By Jonathan Stempel
(Reuters) – A former Federal Reserve employee pleaded guilty to stealing dozens of restricted documents, including bank stress test data, after he decided to leave the board following a poor performance review, U.S. prosecutors said on Friday.
Venkatesh Rao, 67, admitted on Thursday to one count of theft of government property at a hearing in the federal court in Greenbelt, Maryland.
Prosecutors said Rao entered the Federal Reserve building in Washington 16 times on weekend days in November 2019, printed more than 50 restricted documents from his workstation, and took them to his home in Bethesda, Maryland. They did not say how he planned to use the documents.
“He authored these materials, copied them and took them home because he wanted to have them,” Rao’s lawyer G. Allen Dale said in a phone interview. “He wasn’t going to do anything with them. He shouldn’t have copied them, and he realizes that. Hopefully it’s not going to ruin his life.”
Rao faces up to six months in prison under recommended federal guidelines at his scheduled May 28 sentencing.

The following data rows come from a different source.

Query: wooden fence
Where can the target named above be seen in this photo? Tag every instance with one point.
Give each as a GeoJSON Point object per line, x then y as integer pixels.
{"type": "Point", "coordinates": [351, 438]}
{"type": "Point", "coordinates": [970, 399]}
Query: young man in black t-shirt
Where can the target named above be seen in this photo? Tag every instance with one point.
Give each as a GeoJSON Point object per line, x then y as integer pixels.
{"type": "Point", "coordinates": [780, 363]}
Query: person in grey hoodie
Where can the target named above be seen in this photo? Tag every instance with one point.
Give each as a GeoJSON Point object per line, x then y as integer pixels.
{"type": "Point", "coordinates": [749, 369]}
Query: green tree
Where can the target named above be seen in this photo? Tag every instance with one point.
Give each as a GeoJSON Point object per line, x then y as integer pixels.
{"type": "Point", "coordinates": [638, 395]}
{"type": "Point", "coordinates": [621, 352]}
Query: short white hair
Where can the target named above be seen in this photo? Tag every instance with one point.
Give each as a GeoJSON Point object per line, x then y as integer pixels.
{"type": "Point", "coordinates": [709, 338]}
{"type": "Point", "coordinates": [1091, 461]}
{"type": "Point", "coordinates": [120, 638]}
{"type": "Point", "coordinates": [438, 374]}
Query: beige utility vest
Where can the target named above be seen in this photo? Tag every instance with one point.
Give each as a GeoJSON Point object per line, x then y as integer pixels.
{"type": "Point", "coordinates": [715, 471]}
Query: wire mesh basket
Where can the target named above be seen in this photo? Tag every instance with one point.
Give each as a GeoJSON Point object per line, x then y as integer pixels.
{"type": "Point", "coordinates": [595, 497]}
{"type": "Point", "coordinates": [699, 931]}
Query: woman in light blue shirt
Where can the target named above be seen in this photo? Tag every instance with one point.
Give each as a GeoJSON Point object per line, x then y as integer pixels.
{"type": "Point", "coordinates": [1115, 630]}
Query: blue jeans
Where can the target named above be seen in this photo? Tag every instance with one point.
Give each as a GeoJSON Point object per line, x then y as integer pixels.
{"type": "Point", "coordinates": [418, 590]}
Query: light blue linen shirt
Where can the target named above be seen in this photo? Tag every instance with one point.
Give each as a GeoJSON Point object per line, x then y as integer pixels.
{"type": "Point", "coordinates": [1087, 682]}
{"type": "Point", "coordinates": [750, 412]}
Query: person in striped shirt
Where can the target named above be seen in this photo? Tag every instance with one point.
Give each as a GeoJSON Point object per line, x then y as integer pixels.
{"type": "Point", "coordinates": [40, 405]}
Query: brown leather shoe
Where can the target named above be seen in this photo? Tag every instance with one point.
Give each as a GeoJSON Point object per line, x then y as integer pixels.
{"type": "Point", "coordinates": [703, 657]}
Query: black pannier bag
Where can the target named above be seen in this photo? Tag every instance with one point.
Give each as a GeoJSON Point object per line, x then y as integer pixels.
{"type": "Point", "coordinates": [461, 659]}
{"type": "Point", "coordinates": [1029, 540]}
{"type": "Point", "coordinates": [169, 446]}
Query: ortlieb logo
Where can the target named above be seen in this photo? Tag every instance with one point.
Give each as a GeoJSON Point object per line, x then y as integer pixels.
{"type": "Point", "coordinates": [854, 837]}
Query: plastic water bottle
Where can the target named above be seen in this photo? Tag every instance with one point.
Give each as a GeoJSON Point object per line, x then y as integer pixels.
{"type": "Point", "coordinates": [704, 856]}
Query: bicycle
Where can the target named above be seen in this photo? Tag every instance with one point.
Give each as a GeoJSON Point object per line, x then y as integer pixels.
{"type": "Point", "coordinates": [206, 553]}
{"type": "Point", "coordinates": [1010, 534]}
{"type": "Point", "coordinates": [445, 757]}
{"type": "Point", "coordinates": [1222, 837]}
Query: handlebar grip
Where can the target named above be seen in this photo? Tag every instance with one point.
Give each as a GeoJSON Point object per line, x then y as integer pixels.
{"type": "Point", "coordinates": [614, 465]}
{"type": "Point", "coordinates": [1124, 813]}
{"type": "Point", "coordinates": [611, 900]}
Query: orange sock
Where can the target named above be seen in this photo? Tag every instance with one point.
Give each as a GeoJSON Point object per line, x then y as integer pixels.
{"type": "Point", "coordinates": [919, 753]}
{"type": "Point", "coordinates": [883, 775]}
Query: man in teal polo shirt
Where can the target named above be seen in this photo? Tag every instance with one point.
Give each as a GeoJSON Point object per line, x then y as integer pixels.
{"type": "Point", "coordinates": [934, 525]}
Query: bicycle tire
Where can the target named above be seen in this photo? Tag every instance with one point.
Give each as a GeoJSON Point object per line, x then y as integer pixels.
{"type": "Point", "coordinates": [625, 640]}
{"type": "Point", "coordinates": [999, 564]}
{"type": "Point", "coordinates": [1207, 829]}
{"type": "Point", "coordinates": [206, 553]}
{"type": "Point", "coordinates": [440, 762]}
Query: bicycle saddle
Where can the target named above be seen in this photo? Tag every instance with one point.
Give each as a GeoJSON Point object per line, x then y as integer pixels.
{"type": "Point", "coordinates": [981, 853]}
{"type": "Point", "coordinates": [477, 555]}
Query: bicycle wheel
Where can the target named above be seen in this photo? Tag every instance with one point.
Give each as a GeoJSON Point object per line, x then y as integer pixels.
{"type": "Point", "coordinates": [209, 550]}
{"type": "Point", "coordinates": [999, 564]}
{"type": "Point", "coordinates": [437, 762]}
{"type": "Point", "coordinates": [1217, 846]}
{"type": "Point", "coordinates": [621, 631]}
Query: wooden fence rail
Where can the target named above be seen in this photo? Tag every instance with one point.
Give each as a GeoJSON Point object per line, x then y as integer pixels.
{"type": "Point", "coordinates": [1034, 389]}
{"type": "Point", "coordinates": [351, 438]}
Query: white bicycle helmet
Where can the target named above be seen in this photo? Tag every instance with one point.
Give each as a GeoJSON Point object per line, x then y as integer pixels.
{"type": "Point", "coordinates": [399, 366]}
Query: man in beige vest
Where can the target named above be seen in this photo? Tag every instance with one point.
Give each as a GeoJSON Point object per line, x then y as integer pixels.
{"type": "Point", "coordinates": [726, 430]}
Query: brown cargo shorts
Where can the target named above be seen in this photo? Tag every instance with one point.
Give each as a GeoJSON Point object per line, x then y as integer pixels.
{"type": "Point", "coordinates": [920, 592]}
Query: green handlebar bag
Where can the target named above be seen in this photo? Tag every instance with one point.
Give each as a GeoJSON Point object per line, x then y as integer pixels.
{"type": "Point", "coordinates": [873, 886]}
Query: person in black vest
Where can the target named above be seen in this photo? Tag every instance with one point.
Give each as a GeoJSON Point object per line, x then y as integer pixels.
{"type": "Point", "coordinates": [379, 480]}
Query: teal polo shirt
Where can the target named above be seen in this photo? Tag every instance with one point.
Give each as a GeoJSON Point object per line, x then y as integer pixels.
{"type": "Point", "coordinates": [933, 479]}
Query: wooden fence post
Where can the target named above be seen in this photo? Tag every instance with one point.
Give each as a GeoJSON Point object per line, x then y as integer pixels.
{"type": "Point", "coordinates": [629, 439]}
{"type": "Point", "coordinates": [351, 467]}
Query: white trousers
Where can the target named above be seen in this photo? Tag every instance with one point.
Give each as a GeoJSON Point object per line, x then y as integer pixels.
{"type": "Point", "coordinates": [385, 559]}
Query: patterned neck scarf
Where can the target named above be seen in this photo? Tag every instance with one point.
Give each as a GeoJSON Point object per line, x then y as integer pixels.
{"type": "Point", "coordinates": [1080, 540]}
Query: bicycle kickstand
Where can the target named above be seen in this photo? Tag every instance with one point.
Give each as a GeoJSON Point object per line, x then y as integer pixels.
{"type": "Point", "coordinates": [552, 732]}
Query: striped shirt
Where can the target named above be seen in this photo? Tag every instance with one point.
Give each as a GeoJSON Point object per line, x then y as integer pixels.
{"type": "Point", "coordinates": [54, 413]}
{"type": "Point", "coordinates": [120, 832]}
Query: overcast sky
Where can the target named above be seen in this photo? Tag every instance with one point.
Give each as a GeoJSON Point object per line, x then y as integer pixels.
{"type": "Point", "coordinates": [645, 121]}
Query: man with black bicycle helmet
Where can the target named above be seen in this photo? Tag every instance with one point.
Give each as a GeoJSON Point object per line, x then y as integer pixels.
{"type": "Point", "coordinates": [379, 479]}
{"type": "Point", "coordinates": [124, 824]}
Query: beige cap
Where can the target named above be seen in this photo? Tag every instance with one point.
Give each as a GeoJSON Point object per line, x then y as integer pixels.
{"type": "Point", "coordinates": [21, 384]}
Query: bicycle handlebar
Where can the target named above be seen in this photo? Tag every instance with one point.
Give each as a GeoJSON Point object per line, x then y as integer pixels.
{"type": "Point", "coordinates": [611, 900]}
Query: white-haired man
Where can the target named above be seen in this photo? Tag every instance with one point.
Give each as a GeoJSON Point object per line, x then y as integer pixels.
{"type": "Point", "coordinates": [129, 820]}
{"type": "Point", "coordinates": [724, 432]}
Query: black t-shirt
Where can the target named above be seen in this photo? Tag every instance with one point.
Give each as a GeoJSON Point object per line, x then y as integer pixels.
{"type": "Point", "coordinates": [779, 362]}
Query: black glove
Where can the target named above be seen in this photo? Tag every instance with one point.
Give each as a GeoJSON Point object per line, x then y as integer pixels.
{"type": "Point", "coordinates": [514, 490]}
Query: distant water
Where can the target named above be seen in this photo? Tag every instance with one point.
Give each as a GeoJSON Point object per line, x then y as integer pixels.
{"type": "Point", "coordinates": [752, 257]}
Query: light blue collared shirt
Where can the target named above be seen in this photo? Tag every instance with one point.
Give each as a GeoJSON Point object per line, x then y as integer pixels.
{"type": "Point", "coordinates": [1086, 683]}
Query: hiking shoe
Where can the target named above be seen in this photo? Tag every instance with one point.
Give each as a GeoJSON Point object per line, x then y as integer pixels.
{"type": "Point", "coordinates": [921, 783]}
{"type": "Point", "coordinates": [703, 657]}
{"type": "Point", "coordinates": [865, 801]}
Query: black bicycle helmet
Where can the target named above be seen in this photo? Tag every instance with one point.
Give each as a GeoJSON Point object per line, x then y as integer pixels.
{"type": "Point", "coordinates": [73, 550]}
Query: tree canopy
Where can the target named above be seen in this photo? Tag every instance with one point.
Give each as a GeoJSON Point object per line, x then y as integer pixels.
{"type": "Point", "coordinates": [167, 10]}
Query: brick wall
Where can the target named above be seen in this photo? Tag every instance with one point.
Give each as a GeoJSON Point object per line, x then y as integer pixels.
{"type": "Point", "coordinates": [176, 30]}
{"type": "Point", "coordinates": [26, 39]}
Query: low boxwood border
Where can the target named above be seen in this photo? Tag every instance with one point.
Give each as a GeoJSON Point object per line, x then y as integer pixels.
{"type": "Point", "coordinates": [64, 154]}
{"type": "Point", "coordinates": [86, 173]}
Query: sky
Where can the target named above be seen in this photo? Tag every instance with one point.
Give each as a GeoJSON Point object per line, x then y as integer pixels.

The Fed closely guards data underlying its annual stress tests, which were created after the 2008 global financial crisis to measure the ability of major banks to weather sudden economic crises and liquidity crunches.
In 2020, the Fed conducted two stress tests, to assess how well banks could manage severe downturns stemming from the coronavirus pandemic.
The case is U.S. v. Rao, U.S. District Court, District of Maryland, No. 21-cr-00030.